13-10-2012, 05:32 PM
TriangleOS Virtual File- and Database System
TriangleOS Virtual File.pdf (Size: 1.4 MB / Downloads: 29)
Introduction
This documents provides information about the new TriangleOS Storage Layer.
Instead of replacing a filesystem, it aims at replacing the Virtual File System with
the “Virtual File- & Database System” (VFDBS).
The introduction briefly describes the general idea in a non-technical and informal
way. Other parts of the document go into the technical details.
Why a new system?
Problems with the current system
Where did I leave this file? Does it even exists? “Save as...”, how am I going to
save this file to make sure I can still find it next month? When did I send that email
about my vacation? What is this file for?
These are a few of the questions an everyday computer user would probably
recognize. Organising computer files can be a difficult and time-consuming task.
Often users just let their files stack in one place as they don’t know where to
store them permanently (the desktop is a very popular place for this and often
gets very crowded). This goes OK for a while, since the average user is quite
good at remembering what files he was working on. But after a while, as the
amount of files increase and other files become ‘older’, the directories become
disorderly and stuffed and we lose files. Even if we frequently (re-)organise all
our files, we sometimes forget what ordering we used.

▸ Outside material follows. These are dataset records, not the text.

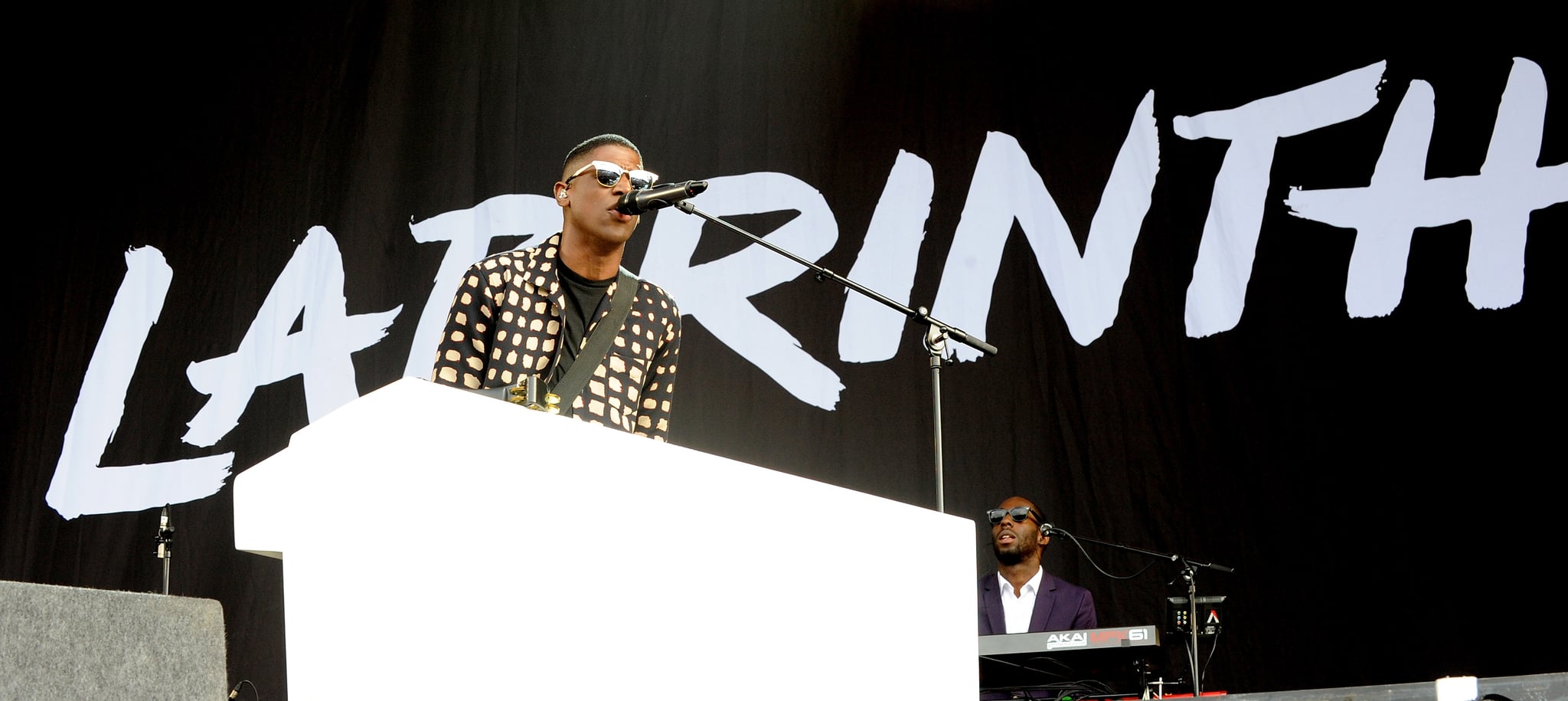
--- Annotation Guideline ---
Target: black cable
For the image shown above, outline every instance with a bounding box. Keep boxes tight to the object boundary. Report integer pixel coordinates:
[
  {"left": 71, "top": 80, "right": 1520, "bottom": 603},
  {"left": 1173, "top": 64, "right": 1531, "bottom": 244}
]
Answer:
[{"left": 229, "top": 679, "right": 262, "bottom": 701}]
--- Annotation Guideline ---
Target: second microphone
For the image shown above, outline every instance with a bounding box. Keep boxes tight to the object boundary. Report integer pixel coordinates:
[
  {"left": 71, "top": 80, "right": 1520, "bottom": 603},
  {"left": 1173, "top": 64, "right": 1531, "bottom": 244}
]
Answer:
[{"left": 615, "top": 180, "right": 707, "bottom": 215}]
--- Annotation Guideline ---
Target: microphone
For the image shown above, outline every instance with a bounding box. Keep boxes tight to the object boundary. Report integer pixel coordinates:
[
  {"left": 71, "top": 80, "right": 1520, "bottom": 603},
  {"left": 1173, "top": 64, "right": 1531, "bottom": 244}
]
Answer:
[{"left": 615, "top": 180, "right": 707, "bottom": 215}]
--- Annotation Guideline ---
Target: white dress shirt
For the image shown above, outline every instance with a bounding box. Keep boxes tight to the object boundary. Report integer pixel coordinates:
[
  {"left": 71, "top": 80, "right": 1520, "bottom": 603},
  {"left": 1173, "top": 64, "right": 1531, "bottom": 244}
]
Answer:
[{"left": 995, "top": 568, "right": 1046, "bottom": 634}]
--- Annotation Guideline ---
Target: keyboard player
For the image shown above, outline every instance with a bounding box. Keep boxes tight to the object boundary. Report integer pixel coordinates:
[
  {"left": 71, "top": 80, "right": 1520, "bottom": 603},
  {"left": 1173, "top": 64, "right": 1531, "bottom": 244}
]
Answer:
[{"left": 978, "top": 497, "right": 1098, "bottom": 635}]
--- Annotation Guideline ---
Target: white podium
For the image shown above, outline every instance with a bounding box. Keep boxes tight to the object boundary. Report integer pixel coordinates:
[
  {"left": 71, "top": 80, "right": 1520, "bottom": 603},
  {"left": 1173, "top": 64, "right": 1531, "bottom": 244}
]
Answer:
[{"left": 234, "top": 379, "right": 978, "bottom": 701}]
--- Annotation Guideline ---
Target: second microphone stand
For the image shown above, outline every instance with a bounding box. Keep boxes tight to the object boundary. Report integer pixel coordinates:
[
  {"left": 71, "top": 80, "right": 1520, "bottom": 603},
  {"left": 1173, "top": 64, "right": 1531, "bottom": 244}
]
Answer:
[
  {"left": 1046, "top": 524, "right": 1236, "bottom": 698},
  {"left": 675, "top": 199, "right": 995, "bottom": 513}
]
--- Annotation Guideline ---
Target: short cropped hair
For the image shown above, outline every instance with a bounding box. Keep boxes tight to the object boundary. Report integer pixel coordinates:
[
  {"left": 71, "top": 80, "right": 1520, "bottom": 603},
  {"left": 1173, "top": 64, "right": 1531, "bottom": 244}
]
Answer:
[{"left": 561, "top": 133, "right": 643, "bottom": 177}]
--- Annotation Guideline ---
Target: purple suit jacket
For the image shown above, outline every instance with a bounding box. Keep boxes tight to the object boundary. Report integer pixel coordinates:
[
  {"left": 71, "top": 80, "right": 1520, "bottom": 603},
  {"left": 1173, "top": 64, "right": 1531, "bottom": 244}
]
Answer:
[{"left": 980, "top": 572, "right": 1099, "bottom": 635}]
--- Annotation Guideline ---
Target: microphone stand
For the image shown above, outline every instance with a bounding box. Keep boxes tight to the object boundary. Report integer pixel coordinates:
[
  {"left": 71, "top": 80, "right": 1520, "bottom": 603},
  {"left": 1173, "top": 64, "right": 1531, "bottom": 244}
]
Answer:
[
  {"left": 154, "top": 503, "right": 174, "bottom": 595},
  {"left": 675, "top": 199, "right": 995, "bottom": 513},
  {"left": 1046, "top": 524, "right": 1236, "bottom": 698}
]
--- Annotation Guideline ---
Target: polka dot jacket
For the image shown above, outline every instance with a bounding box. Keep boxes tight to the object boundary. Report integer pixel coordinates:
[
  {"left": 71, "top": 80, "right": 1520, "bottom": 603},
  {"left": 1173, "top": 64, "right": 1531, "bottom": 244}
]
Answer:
[{"left": 431, "top": 234, "right": 681, "bottom": 441}]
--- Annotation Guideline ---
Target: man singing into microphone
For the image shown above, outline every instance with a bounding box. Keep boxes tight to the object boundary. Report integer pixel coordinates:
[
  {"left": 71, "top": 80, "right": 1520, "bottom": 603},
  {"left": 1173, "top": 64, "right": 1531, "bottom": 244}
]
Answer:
[
  {"left": 431, "top": 133, "right": 681, "bottom": 441},
  {"left": 980, "top": 497, "right": 1098, "bottom": 635}
]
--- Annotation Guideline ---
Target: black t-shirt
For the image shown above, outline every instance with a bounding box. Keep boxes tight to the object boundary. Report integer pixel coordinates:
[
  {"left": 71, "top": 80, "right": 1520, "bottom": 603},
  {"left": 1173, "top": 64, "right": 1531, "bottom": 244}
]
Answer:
[{"left": 549, "top": 264, "right": 615, "bottom": 387}]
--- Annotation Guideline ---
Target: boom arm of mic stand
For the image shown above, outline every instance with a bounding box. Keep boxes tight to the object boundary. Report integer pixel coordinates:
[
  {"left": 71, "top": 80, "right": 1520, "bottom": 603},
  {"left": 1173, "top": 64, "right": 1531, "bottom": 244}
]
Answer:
[{"left": 675, "top": 199, "right": 995, "bottom": 356}]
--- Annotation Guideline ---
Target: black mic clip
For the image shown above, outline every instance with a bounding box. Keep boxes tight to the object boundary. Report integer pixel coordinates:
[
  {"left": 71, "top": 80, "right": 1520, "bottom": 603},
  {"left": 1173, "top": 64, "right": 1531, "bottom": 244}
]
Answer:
[{"left": 615, "top": 180, "right": 707, "bottom": 215}]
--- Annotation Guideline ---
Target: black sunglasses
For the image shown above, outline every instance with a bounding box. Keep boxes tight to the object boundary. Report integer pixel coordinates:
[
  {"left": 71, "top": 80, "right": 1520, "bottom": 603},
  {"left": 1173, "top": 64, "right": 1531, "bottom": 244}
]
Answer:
[{"left": 985, "top": 506, "right": 1044, "bottom": 526}]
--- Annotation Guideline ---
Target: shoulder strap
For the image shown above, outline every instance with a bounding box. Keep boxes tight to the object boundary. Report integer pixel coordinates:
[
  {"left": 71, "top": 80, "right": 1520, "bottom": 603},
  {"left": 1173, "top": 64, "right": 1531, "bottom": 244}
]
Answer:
[{"left": 550, "top": 268, "right": 640, "bottom": 411}]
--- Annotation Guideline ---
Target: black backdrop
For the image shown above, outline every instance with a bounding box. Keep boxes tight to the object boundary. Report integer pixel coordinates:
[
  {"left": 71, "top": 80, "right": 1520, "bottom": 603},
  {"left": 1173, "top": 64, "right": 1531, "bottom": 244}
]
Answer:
[{"left": 0, "top": 2, "right": 1568, "bottom": 698}]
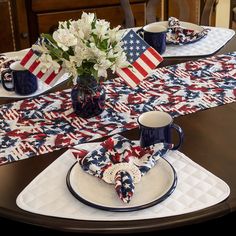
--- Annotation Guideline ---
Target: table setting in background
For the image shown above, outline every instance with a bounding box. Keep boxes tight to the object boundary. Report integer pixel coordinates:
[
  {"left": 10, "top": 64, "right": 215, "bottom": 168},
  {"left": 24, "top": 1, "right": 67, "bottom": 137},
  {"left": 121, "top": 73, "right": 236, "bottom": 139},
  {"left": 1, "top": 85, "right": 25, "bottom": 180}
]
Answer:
[{"left": 0, "top": 13, "right": 236, "bottom": 230}]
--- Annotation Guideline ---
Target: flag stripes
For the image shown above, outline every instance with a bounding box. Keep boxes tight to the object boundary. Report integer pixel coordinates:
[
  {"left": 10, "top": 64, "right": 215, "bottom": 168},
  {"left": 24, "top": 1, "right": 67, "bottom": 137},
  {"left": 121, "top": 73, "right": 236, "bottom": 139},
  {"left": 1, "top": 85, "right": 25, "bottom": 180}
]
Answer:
[{"left": 20, "top": 49, "right": 65, "bottom": 86}]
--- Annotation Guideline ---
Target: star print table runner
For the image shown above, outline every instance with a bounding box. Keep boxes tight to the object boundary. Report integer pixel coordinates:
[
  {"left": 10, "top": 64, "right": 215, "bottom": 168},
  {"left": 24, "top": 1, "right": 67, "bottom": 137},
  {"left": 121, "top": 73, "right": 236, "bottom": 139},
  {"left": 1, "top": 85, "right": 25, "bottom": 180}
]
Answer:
[{"left": 0, "top": 52, "right": 236, "bottom": 164}]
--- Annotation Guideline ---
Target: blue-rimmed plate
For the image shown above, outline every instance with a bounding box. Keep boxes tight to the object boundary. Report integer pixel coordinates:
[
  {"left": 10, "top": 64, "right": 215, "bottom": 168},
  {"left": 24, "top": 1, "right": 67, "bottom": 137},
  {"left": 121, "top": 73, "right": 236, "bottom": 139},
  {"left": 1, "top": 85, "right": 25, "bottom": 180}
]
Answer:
[
  {"left": 152, "top": 21, "right": 206, "bottom": 45},
  {"left": 66, "top": 158, "right": 177, "bottom": 212}
]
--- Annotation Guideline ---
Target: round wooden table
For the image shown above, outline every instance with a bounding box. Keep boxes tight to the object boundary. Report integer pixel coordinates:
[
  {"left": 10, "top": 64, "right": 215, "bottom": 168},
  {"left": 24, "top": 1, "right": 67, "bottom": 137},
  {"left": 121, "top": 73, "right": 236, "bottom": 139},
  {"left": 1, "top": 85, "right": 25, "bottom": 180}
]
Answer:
[{"left": 0, "top": 34, "right": 236, "bottom": 234}]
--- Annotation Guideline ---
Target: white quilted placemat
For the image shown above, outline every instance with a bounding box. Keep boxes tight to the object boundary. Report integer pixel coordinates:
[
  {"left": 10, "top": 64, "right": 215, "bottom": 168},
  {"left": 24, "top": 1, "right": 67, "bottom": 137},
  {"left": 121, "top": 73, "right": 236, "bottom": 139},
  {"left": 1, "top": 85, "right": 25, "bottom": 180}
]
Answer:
[
  {"left": 162, "top": 27, "right": 235, "bottom": 57},
  {"left": 16, "top": 143, "right": 230, "bottom": 221}
]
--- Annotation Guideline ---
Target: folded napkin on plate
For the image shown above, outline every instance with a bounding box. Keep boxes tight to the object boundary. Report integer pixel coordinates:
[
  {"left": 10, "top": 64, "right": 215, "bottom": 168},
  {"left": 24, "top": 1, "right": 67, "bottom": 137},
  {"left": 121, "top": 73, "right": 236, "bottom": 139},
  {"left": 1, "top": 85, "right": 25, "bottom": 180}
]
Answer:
[
  {"left": 72, "top": 135, "right": 173, "bottom": 203},
  {"left": 166, "top": 17, "right": 209, "bottom": 45}
]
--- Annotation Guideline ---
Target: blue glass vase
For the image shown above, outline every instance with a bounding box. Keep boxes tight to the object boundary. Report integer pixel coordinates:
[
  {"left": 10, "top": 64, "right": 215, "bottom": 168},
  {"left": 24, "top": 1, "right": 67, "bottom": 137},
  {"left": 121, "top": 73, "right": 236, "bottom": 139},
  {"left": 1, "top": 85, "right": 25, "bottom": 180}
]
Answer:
[{"left": 71, "top": 75, "right": 106, "bottom": 118}]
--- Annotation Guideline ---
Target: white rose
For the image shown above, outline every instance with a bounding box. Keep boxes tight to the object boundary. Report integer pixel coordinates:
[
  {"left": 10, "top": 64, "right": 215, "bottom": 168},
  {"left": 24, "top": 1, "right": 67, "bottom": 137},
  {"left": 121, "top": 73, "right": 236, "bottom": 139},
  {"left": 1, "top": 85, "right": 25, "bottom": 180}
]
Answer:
[{"left": 52, "top": 29, "right": 77, "bottom": 51}]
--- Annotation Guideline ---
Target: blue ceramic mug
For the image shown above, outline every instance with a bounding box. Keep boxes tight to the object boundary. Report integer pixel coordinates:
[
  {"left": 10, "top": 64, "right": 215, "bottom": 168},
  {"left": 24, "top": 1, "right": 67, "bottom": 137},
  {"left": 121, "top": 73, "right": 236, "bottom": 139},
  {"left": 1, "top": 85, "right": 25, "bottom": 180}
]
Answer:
[
  {"left": 137, "top": 22, "right": 167, "bottom": 54},
  {"left": 1, "top": 61, "right": 38, "bottom": 95},
  {"left": 138, "top": 111, "right": 184, "bottom": 150}
]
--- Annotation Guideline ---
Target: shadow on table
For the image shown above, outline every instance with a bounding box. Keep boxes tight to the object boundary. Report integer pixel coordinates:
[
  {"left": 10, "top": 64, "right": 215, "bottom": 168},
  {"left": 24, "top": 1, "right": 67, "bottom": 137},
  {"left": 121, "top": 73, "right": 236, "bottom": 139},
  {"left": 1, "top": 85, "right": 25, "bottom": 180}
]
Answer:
[{"left": 0, "top": 213, "right": 236, "bottom": 236}]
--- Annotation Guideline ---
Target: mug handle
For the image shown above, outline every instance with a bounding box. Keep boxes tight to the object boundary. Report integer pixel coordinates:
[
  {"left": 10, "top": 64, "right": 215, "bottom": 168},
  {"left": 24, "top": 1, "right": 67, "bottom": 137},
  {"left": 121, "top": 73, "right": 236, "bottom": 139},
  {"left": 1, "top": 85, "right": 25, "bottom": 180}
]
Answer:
[
  {"left": 171, "top": 124, "right": 184, "bottom": 150},
  {"left": 1, "top": 69, "right": 15, "bottom": 92},
  {"left": 136, "top": 28, "right": 144, "bottom": 38}
]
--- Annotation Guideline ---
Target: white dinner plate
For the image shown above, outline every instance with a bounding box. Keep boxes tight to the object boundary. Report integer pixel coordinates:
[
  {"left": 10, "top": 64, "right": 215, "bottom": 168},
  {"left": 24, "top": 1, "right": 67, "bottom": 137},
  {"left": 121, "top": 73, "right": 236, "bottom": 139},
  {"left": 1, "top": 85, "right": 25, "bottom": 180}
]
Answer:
[
  {"left": 66, "top": 158, "right": 177, "bottom": 211},
  {"left": 154, "top": 21, "right": 205, "bottom": 45}
]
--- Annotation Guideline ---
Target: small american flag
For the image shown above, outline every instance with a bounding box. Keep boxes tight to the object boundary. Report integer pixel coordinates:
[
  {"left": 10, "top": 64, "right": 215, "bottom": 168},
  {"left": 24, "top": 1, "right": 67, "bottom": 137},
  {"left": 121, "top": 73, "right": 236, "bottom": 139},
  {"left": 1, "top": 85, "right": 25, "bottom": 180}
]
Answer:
[
  {"left": 116, "top": 30, "right": 163, "bottom": 88},
  {"left": 20, "top": 49, "right": 65, "bottom": 86}
]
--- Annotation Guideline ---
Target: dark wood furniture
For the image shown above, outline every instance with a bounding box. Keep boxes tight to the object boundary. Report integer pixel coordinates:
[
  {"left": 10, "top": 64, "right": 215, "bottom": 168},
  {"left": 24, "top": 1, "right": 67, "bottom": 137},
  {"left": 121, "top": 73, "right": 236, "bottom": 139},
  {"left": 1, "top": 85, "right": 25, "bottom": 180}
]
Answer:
[
  {"left": 120, "top": 0, "right": 216, "bottom": 28},
  {"left": 0, "top": 0, "right": 212, "bottom": 52},
  {"left": 0, "top": 33, "right": 236, "bottom": 234}
]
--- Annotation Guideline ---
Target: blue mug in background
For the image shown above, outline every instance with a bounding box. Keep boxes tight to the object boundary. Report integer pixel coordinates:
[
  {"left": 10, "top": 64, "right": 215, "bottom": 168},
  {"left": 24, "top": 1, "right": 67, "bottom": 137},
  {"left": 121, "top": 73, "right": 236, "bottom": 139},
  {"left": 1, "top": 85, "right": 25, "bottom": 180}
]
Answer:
[
  {"left": 137, "top": 22, "right": 167, "bottom": 54},
  {"left": 1, "top": 61, "right": 38, "bottom": 95},
  {"left": 138, "top": 111, "right": 184, "bottom": 150}
]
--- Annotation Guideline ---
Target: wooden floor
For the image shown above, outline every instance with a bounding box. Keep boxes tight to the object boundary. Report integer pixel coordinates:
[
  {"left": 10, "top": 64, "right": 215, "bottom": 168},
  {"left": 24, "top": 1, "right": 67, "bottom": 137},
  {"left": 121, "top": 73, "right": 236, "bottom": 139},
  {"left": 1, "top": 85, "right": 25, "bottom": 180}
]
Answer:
[{"left": 0, "top": 213, "right": 236, "bottom": 236}]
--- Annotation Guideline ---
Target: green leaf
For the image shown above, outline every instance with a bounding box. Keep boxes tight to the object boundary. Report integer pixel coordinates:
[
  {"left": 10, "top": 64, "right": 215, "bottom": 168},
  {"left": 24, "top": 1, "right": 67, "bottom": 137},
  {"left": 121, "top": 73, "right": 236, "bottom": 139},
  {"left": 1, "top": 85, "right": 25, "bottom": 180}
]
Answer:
[{"left": 41, "top": 34, "right": 57, "bottom": 45}]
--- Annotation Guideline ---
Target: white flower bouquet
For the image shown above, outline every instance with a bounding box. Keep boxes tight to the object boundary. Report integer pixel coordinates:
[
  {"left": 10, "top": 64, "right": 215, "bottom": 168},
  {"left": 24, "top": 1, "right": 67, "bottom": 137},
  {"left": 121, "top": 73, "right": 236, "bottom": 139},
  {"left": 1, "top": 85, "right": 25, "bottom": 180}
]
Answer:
[{"left": 32, "top": 13, "right": 128, "bottom": 84}]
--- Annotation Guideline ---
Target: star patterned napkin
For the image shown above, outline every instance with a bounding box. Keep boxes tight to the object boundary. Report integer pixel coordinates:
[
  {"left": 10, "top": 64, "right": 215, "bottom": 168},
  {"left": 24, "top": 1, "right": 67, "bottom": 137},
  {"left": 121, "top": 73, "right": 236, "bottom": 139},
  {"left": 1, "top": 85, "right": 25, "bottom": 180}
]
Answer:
[
  {"left": 166, "top": 17, "right": 209, "bottom": 45},
  {"left": 72, "top": 135, "right": 173, "bottom": 203}
]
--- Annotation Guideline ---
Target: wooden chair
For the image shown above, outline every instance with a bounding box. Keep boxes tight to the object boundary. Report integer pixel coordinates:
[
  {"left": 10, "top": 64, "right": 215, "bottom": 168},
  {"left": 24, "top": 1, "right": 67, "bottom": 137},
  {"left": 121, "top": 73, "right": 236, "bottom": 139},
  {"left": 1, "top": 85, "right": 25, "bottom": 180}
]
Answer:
[
  {"left": 120, "top": 0, "right": 217, "bottom": 28},
  {"left": 120, "top": 0, "right": 161, "bottom": 28}
]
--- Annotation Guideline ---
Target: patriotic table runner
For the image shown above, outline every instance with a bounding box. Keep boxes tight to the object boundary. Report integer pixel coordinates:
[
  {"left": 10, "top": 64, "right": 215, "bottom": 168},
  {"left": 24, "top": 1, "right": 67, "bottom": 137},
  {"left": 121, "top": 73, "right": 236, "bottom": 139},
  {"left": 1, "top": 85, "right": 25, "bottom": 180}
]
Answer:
[{"left": 0, "top": 52, "right": 236, "bottom": 164}]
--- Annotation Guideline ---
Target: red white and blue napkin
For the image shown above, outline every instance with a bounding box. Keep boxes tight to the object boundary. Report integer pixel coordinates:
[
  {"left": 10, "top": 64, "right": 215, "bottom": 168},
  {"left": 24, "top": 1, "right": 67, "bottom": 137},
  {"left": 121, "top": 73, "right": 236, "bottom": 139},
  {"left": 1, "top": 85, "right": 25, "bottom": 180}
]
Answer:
[
  {"left": 72, "top": 135, "right": 173, "bottom": 203},
  {"left": 166, "top": 17, "right": 209, "bottom": 45}
]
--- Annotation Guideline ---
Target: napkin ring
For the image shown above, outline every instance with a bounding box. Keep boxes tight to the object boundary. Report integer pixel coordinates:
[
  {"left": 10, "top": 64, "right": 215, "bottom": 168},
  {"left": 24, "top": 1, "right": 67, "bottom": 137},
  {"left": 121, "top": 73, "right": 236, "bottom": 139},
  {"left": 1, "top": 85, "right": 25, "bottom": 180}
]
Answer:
[{"left": 102, "top": 162, "right": 141, "bottom": 184}]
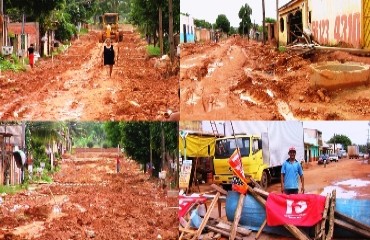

A photo (file) of a Volcano
could have been put in C:\Photos\Vacation, but also in C:\Photos\Volcanoes, or
even in C:\E-Mail\Sent\Photos\Volcanoes. We can only find this file if we
remember how the file was called, where we put it, or use a tool to traverse all
directories (which can take a while). Even if a fast tool is available, we can’t do
much more than just track down the file. We still can’t query the data, like: ‘Show
a list of all artists of whom there is music on my computer” or “display all phone
numbers of all contacts I sent an e-mail yesterday”. If we want to know more
about the data, it usually takes a while to find out. This problem is ever
increasing as the storage capacity and the number of files/data grows. So instead
of searching through boxes full of papers, we now have to search through virtual
boxes with virtual paper (files), which we have a lot more than paper.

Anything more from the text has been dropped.